In the last couple of years or so I have spent a lot more time in the Psalms. I was reading Psalm 130 last night and verses 3 & 4 gripped me. They are simply an incredible couple of verses.
“If you, O Lord, should mark iniquities, O Lord, who could stand? But with you there is forgiveness, that you may be feared” (Ps. 130:3-4).
Upon first reading this text, something seems terribly wrong. Wouldn’t it have made more sense for the psalmist to have said: “But with you there is justice, that you may be feared”? Isn’t it the possibility of God requiring payment for our sins that creates fear in the human soul? If God should “mark iniquities” then fear seems the only response that would be appropriate.
But the good news is that with God “there is forgiveness”! If that is the case, would not all “fear” be eliminated? You would certainly think so. Yet the psalmist speaks to us that the result of forgiveness (maybe even its purpose) is that we might fear God even more fervently.
Think about what he is saying to us. With God there is forgiveness. From Him comes the grace that provides the propitiation for our sins. He has taken every step necessary to accomplish our redemption through His Son.
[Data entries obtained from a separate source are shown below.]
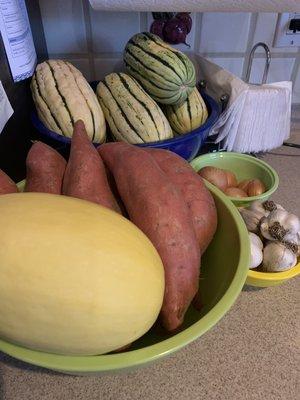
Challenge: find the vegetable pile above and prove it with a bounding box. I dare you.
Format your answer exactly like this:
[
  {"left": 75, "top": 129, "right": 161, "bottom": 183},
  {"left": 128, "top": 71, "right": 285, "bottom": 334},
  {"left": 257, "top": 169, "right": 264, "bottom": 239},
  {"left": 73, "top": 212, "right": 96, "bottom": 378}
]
[
  {"left": 198, "top": 167, "right": 266, "bottom": 198},
  {"left": 240, "top": 200, "right": 300, "bottom": 272},
  {"left": 0, "top": 120, "right": 217, "bottom": 350},
  {"left": 31, "top": 33, "right": 208, "bottom": 144}
]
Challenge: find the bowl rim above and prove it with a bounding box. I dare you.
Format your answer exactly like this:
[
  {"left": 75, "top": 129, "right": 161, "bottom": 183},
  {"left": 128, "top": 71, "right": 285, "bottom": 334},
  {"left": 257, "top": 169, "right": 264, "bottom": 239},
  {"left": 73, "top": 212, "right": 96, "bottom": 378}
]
[
  {"left": 248, "top": 258, "right": 300, "bottom": 282},
  {"left": 31, "top": 91, "right": 220, "bottom": 147},
  {"left": 0, "top": 183, "right": 250, "bottom": 374},
  {"left": 191, "top": 151, "right": 279, "bottom": 206}
]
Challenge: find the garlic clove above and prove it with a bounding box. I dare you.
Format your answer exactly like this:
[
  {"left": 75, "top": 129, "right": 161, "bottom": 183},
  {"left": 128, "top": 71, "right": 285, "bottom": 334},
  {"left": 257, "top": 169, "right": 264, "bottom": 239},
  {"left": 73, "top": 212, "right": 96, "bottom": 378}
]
[
  {"left": 260, "top": 217, "right": 277, "bottom": 241},
  {"left": 240, "top": 208, "right": 264, "bottom": 233},
  {"left": 260, "top": 209, "right": 300, "bottom": 241},
  {"left": 249, "top": 232, "right": 264, "bottom": 250},
  {"left": 249, "top": 200, "right": 284, "bottom": 217},
  {"left": 262, "top": 242, "right": 297, "bottom": 272},
  {"left": 249, "top": 232, "right": 263, "bottom": 269}
]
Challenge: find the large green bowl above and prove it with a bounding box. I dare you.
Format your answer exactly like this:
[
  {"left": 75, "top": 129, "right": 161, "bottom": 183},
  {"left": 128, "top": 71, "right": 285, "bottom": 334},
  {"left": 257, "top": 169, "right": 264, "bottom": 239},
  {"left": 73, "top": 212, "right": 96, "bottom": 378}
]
[
  {"left": 0, "top": 184, "right": 250, "bottom": 375},
  {"left": 190, "top": 152, "right": 279, "bottom": 207}
]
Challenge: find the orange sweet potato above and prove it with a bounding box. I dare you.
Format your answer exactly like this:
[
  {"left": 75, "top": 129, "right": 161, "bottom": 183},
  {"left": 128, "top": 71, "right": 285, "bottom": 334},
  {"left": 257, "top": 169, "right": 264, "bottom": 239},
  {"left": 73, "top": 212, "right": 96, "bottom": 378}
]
[
  {"left": 63, "top": 120, "right": 121, "bottom": 213},
  {"left": 147, "top": 149, "right": 217, "bottom": 254},
  {"left": 0, "top": 169, "right": 18, "bottom": 194},
  {"left": 98, "top": 142, "right": 200, "bottom": 331},
  {"left": 24, "top": 142, "right": 66, "bottom": 194}
]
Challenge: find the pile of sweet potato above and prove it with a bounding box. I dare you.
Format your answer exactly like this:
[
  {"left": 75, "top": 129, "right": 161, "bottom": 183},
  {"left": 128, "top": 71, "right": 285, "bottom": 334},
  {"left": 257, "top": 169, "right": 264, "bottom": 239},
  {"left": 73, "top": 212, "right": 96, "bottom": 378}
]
[{"left": 0, "top": 121, "right": 217, "bottom": 331}]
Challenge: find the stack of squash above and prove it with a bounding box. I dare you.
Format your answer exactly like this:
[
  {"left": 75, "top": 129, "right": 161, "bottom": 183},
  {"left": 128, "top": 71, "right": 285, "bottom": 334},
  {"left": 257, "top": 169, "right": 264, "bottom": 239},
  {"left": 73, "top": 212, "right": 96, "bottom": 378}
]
[{"left": 31, "top": 32, "right": 207, "bottom": 144}]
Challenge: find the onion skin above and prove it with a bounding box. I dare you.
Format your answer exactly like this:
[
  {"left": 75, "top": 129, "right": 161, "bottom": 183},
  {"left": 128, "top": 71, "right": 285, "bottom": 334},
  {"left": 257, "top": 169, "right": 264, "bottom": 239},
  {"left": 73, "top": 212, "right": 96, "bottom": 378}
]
[
  {"left": 198, "top": 167, "right": 228, "bottom": 192},
  {"left": 247, "top": 179, "right": 266, "bottom": 197},
  {"left": 223, "top": 169, "right": 237, "bottom": 187},
  {"left": 175, "top": 13, "right": 193, "bottom": 33},
  {"left": 163, "top": 18, "right": 187, "bottom": 44},
  {"left": 225, "top": 187, "right": 248, "bottom": 199},
  {"left": 150, "top": 19, "right": 165, "bottom": 39}
]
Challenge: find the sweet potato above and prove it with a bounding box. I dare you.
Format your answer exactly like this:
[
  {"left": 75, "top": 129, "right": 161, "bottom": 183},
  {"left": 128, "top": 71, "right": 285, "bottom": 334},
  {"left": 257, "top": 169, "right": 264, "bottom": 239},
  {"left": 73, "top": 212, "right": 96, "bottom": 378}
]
[
  {"left": 63, "top": 120, "right": 121, "bottom": 213},
  {"left": 147, "top": 149, "right": 217, "bottom": 254},
  {"left": 0, "top": 169, "right": 18, "bottom": 194},
  {"left": 99, "top": 142, "right": 200, "bottom": 331},
  {"left": 24, "top": 142, "right": 66, "bottom": 194}
]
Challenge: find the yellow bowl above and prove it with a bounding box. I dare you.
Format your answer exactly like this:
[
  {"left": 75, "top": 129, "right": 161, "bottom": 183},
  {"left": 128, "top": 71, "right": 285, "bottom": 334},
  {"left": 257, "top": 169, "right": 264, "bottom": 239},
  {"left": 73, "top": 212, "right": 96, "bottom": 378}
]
[{"left": 246, "top": 259, "right": 300, "bottom": 287}]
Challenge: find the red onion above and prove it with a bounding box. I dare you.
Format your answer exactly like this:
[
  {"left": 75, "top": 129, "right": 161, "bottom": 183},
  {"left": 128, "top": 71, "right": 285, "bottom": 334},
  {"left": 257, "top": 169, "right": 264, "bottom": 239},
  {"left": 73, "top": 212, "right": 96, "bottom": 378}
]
[
  {"left": 175, "top": 13, "right": 193, "bottom": 33},
  {"left": 163, "top": 18, "right": 188, "bottom": 46},
  {"left": 150, "top": 19, "right": 165, "bottom": 39}
]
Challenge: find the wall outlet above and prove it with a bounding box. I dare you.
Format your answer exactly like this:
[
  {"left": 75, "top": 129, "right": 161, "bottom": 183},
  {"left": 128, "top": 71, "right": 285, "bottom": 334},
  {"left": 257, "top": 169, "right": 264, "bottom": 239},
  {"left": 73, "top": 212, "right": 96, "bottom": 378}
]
[{"left": 273, "top": 13, "right": 300, "bottom": 47}]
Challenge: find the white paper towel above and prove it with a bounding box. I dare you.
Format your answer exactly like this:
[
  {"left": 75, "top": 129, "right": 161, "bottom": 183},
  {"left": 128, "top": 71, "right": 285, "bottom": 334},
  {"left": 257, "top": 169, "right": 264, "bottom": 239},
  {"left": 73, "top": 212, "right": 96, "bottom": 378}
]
[
  {"left": 90, "top": 0, "right": 300, "bottom": 12},
  {"left": 194, "top": 55, "right": 292, "bottom": 152}
]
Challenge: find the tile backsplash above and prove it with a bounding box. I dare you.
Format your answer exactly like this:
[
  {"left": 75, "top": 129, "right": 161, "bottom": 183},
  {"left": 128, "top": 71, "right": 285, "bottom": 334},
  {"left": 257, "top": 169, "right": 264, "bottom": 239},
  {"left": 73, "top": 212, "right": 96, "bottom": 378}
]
[{"left": 40, "top": 0, "right": 300, "bottom": 105}]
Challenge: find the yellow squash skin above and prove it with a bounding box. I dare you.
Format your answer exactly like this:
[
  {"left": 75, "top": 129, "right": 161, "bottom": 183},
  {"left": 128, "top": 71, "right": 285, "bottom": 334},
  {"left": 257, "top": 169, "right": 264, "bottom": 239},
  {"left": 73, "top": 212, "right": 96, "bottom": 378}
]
[
  {"left": 0, "top": 193, "right": 164, "bottom": 355},
  {"left": 165, "top": 88, "right": 208, "bottom": 135}
]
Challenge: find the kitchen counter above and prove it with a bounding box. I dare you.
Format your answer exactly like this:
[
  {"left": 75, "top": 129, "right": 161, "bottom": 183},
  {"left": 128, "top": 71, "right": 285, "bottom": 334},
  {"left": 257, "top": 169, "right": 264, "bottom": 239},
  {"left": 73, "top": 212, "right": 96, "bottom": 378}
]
[{"left": 0, "top": 139, "right": 300, "bottom": 400}]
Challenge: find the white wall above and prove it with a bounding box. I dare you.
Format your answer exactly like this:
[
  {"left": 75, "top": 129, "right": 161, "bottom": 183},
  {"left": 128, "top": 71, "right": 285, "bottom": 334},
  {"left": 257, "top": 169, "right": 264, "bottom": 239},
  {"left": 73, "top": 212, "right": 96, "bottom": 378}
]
[{"left": 40, "top": 0, "right": 300, "bottom": 104}]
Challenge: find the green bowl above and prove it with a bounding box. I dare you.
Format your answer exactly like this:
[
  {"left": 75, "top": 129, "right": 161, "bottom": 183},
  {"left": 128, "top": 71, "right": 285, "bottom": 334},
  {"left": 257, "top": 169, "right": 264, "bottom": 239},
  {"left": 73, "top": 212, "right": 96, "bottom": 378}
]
[
  {"left": 190, "top": 152, "right": 279, "bottom": 207},
  {"left": 0, "top": 184, "right": 250, "bottom": 375}
]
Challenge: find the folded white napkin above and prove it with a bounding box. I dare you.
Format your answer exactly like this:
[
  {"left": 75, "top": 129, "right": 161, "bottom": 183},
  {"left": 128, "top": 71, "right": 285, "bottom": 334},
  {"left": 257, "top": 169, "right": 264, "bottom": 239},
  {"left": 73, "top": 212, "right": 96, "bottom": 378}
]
[{"left": 194, "top": 55, "right": 292, "bottom": 152}]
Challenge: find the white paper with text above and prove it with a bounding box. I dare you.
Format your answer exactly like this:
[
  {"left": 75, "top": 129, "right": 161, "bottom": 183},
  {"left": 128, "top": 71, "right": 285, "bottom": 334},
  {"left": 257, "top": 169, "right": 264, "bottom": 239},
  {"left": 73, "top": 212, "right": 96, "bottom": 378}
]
[{"left": 0, "top": 0, "right": 37, "bottom": 82}]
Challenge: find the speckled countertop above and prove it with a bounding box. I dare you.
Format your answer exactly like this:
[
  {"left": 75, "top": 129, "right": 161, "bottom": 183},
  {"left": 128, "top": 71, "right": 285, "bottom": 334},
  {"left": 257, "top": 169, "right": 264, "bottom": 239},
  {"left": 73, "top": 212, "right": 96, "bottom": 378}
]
[{"left": 0, "top": 134, "right": 300, "bottom": 400}]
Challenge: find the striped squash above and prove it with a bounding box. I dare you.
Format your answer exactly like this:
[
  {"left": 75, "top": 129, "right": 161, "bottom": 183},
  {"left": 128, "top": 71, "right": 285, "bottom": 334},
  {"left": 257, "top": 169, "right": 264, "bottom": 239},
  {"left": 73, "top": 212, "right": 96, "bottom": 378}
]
[
  {"left": 31, "top": 60, "right": 106, "bottom": 143},
  {"left": 96, "top": 73, "right": 173, "bottom": 144},
  {"left": 124, "top": 32, "right": 196, "bottom": 104},
  {"left": 165, "top": 88, "right": 208, "bottom": 135}
]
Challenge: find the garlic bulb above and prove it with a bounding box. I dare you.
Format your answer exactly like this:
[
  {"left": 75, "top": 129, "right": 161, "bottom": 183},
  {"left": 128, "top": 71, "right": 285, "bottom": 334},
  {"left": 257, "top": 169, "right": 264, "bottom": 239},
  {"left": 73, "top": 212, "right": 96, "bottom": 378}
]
[
  {"left": 240, "top": 208, "right": 264, "bottom": 233},
  {"left": 262, "top": 242, "right": 297, "bottom": 272},
  {"left": 283, "top": 232, "right": 300, "bottom": 257},
  {"left": 260, "top": 210, "right": 300, "bottom": 241},
  {"left": 249, "top": 232, "right": 263, "bottom": 269},
  {"left": 249, "top": 200, "right": 284, "bottom": 217}
]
According to Psalm 103:10, He no longer deals with us according to our sins or repays us according to our iniquities. Certainly, our sins have been removed from us as far as the east is from the west (Ps. 103:12).
This is why the “fear” of God mentioned in this text cannot be fear of facing condemnation or fear of encountering and experiencing His righteous wrath. Do you see the logic of the psalmist? If what we find with God is forgiveness for our sins, what grounds are there for us to live in terror of His judgment or wrath? If God has wiped clean the slate of our sin and guilt, then clearly He has chosen not to “mark iniquities” and just as clearly all reason for fear is gone. Therefore, if the “fear of God” in this passage were a reference to the dread of coming destruction, forgiveness is emptied of all meaning and value.
But according to what we read in v. 4, forgiveness is the foundation for fear! The unwavering knowledge that God will never “mark iniquities” (v. 3), which is to say, the certainty that our sins have been forever forgiven, is the reason why we fear God. There’s no escaping the force of the psalmist’s language: fearing God is the necessary outcome of forgiveness! This alone demands that fearing God requires something altogether different than being afraid of judgment.
Forgiveness, as much as any act of God, shows His unsurpassed greatness and majesty. The incomprehensible God of holiness and truth has acted in grace on behalf of hell-deserving sinners. Once the reality of this is fully grasped, the only reasonable response is one of brokenness, humility, and awe at such amazing love.
There certainly is joy in the knowledge of our forgiveness, as well as gratitude and praise. But these are perfectly consistent with holy fear, the shattering realization that it is by divine mercy alone that we are not forever consumed by divine wrath. We can at once “taste” the goodness of the Lord (Ps. 34:8a) and “fear” Him (Ps. 34:9a).
So, it’s on the basis of verses like Psalm 130 that we know that to fear God is not the same as being afraid of Him.